Consider a Lie algebra representation $\rho\colon\mathfrak{so}(3)\rightarrow \mathfrak{so}(n)$ that is irreducible over the reals. When $n$ is odd or divisible by four, such a representation exists. Indeed, when $n$ is odd, then the complex irreducible $n$-representation passes to a real representation. When $n$ is divisible by four, the direct sum of two copies of the complex irreducible $\frac{n}{2}$-representations gives a real representation, which is irreducible over the reals.
I want to understand the subspace of $n\times n$ real matrices that commute with every matrix in the image of $\rho$. If $n$ is odd, by Schur's Lemma, the only matrices that commute with a complex irreducible representation are multiples of the identity, giving us our answer. Consider $n$ divisible by four. While irreducible over the reals, $\rho$ is reducible over the complex numbers, so we cannot use Schur's Lemma.
Let $X$ be a matrix that commutes with every matrix in the image of $\rho$. Then the representation $\rho\otimes\rho^\ast$ acts trivially on $X$. When $n$ is odd, the decomposition of $\rho\otimes \rho^\ast$ contains one trivial summand, which Schur's Lemma tells us is the span of the identity matrix. When $n$ is divisible by four, we have $\rho=\underline{\frac{n}{2}}\oplus \underline{\frac{n}{2}}$, where $\underline{\frac{n}{2}}$ is the complex irreducible $\frac{n}{2}$-representation. Then $$\rho\otimes \rho^\ast=\left(\underline{\frac{n}{2}}\otimes\underline{\frac{n}{2}}\right)^{\oplus 4}.$$ This gives us four trivial summands. Here again, the identity matrix commutes with the representation, leaving us with three trivial summands.

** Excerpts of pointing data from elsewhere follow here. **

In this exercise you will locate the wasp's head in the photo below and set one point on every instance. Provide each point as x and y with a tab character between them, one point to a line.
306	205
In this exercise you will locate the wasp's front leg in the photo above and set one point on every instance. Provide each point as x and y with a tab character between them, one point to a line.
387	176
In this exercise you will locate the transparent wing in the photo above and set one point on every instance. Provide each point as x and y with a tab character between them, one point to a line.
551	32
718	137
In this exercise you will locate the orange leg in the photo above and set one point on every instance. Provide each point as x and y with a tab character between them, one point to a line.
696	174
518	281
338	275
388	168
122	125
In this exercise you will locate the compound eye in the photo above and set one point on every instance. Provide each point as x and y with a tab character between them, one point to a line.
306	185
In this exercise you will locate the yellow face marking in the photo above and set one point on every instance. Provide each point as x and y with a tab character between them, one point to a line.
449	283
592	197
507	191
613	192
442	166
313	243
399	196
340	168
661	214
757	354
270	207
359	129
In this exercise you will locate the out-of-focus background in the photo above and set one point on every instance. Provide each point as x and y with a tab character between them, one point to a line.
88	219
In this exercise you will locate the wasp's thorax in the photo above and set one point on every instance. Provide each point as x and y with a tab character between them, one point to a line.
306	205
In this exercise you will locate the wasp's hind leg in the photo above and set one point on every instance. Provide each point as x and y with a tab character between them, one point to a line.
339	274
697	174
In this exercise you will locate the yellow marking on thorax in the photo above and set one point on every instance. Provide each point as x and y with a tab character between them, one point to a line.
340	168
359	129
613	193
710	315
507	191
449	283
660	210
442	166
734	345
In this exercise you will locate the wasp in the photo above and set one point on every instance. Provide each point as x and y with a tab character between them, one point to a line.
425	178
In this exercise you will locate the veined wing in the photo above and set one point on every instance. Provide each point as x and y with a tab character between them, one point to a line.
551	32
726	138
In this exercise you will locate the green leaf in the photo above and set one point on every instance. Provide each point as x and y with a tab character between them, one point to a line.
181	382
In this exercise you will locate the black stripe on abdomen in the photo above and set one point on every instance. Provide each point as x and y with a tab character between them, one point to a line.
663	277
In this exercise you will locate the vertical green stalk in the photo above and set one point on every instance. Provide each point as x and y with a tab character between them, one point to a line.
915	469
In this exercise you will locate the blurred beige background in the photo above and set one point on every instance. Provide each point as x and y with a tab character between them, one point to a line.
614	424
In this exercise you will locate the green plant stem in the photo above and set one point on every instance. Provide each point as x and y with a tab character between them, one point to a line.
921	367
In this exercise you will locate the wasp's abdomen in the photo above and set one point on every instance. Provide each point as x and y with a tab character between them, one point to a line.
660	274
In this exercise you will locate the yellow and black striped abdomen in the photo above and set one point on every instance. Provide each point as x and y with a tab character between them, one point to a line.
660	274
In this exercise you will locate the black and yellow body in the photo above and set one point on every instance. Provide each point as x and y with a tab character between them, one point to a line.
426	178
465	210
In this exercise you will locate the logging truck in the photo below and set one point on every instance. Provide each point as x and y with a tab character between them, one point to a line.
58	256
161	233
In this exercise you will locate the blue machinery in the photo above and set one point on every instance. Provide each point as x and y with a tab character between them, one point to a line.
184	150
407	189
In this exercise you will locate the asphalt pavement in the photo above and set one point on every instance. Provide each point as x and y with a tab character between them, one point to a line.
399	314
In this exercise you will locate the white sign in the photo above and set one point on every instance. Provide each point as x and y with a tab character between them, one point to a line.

I have computed the set of matrices commuting with $\rho$ when $n=4,8,12$. In each case, the space is contained in $\mathrm{span}(I_n)\oplus \mathfrak{so}(n)$. That is, if $X$ is traceless and commutes with $\rho$, then $X$ is antisymmetric. I was wondering if there was a representation theoretic reason for this phenomenon, coming perhaps from a version of Schur's Lemma over the reals.